7.2 Defining developmentally on track

In 2006, the World Health Organisation (WHO) published the WHO Child Growth Standards. These standards specify “how children should grow” and form the basis for widely used anthropometric indicators such as stunting and wasting. We advocate a similar approach for child development. More in particular, the following steps:

  1. Measure child development on an interval scale;
  2. Estimate the age-conditional reference distribution for normal child development;
  3. Define the indicator developmentally on track as the proportion above a chosen cut-off.

Step 1 is solved by the D-score. Step 2 borrows from well-tested statistical methodology for constructing growth standards (Borghi et al. 2006). Step 3 can be done in different ways, but a applying a simple cut-off fits easily with regular practice in reporting international comparisons.

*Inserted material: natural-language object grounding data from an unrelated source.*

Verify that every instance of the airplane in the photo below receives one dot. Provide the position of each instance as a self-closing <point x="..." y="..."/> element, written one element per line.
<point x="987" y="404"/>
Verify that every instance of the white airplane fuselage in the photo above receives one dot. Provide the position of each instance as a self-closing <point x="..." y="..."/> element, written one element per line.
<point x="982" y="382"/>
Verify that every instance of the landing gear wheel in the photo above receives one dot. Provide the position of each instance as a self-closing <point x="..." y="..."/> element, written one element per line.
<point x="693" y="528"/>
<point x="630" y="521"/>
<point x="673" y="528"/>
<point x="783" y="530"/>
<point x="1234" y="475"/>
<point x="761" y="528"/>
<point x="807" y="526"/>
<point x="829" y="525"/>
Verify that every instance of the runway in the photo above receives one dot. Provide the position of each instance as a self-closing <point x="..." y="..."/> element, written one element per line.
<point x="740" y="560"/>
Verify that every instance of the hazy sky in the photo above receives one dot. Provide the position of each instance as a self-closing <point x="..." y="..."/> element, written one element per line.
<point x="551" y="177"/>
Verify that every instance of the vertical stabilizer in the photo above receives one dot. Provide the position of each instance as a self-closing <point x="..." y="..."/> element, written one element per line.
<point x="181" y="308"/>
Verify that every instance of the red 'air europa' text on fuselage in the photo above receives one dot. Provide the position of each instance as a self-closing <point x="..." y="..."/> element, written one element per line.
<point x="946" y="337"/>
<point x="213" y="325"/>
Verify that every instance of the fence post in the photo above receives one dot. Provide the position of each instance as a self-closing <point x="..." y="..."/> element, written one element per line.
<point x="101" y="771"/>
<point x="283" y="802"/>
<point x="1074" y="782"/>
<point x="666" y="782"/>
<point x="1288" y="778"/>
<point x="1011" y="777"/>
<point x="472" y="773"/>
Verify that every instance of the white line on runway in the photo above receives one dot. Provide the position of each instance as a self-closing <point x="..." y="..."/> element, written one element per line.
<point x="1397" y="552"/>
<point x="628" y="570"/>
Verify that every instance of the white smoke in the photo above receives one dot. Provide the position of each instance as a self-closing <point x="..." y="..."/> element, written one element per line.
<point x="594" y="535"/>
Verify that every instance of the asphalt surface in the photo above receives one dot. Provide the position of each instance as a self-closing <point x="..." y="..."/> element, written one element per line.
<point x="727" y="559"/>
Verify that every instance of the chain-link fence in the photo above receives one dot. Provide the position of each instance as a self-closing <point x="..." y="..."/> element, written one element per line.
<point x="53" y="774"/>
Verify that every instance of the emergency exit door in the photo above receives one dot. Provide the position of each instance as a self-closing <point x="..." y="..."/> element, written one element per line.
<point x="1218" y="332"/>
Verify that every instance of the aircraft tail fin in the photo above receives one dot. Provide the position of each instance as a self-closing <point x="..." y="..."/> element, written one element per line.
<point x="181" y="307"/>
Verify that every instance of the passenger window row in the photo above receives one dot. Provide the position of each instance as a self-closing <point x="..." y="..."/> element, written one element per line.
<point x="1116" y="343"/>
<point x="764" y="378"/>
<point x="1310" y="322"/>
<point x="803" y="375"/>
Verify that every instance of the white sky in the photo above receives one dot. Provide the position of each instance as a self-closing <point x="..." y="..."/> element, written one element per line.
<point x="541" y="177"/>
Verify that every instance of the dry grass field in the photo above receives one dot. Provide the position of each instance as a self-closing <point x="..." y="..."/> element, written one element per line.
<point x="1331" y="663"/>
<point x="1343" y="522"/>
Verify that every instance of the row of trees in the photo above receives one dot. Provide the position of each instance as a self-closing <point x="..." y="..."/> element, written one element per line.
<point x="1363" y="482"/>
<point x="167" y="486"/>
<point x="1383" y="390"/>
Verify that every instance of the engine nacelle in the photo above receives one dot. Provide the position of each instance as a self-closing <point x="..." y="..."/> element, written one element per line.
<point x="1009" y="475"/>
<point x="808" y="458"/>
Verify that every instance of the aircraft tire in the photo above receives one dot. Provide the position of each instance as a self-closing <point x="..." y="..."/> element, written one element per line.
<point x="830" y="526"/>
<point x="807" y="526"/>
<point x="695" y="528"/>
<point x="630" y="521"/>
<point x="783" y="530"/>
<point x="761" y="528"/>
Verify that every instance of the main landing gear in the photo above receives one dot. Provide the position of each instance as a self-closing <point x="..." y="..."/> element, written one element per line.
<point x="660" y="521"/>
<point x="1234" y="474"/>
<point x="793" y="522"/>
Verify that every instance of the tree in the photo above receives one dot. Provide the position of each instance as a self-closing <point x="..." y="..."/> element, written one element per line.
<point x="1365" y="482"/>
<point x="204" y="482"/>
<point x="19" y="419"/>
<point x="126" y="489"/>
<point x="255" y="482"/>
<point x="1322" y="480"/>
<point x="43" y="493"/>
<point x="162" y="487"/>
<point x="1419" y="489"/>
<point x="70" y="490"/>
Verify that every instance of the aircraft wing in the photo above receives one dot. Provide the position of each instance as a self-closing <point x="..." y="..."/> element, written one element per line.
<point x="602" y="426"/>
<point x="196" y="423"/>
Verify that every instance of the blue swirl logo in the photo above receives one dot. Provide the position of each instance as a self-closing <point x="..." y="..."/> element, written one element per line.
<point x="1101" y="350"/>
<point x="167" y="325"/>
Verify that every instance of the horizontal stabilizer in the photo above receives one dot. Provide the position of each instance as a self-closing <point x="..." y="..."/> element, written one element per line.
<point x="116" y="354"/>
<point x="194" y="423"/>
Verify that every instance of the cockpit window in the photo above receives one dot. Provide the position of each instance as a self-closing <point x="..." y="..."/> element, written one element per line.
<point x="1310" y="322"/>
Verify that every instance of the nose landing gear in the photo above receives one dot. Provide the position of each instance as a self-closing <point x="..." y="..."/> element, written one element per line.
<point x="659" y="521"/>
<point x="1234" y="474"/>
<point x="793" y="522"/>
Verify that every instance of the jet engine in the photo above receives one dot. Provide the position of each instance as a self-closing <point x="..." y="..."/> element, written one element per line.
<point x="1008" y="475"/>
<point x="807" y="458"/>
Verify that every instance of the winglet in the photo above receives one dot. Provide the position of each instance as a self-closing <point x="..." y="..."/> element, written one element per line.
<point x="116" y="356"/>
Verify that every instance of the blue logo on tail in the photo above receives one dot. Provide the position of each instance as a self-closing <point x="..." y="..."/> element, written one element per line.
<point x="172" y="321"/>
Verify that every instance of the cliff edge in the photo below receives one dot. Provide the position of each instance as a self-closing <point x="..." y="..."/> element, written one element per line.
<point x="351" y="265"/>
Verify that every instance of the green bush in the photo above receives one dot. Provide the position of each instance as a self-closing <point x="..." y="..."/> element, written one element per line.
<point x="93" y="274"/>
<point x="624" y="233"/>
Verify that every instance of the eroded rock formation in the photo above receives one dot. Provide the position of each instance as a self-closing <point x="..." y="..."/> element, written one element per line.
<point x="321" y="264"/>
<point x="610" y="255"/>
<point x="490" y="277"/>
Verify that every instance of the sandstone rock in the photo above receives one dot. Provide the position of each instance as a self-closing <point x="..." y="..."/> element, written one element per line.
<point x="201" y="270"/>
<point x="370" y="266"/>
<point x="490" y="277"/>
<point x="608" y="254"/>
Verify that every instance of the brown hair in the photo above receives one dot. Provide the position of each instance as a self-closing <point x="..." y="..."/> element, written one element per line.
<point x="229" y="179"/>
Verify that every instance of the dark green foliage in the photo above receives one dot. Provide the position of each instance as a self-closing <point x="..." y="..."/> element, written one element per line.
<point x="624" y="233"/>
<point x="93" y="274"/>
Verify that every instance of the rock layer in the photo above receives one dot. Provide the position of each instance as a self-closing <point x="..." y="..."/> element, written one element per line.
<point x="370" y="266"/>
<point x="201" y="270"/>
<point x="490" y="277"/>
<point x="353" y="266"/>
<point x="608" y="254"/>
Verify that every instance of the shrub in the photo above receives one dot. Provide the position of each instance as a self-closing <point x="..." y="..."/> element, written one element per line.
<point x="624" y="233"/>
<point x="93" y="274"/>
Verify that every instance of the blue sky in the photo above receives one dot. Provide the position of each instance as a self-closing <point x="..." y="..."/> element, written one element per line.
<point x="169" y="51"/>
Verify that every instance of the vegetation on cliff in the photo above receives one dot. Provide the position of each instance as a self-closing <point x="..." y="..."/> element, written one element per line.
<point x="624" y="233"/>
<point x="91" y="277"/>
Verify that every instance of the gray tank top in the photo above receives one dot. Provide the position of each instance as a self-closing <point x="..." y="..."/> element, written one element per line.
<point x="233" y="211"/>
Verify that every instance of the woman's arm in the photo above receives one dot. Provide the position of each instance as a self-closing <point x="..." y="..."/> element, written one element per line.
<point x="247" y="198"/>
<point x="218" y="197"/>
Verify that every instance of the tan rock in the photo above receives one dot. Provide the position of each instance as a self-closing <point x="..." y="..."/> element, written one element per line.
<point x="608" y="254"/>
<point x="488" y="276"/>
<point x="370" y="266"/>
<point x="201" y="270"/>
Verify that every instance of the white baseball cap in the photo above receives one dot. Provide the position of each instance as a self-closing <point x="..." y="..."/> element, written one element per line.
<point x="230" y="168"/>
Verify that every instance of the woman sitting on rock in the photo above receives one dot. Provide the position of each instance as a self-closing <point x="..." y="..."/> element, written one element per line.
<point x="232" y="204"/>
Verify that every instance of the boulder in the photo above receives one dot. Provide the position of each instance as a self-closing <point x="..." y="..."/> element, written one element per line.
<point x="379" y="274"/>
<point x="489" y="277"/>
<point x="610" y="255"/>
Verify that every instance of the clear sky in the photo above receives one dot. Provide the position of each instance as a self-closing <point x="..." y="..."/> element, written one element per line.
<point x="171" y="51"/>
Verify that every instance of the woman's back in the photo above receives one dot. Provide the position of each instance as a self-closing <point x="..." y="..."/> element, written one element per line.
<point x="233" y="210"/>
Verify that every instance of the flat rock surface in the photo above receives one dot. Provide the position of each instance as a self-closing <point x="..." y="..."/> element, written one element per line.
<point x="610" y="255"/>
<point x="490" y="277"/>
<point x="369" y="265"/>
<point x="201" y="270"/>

Figure 7.1 demonstrates steps 2 and 3 in more detail. Click ‘Next’ to advance a series of six steps:

  1. Plot the D-score by age;
  2. Model the relation between age and D-score by an LMS model. In practice, this amounts to smoothing three curves representing the median, coefficient of variation and the skewness.
  3. Present the centile lines for the model;
  4. Plot the age-standardized scores for development (DAZ);
  5. Draw standard deviation lines to indicate the location at \(\pm\) 1 and \(\pm\) 2 standard deviation from the mean;
  6. Count observations above the -2 SD line as on-track. Count observation below the -2 SD lines as off-track (red dots).

Note: These SD lines build upon on a convenience sample. The GCDG cohorts are not representative samples, and the countries are not representative of the world. While we should not over-interpret these references, they play a central role in a stepwise, principled approach to define “developmentally on track.”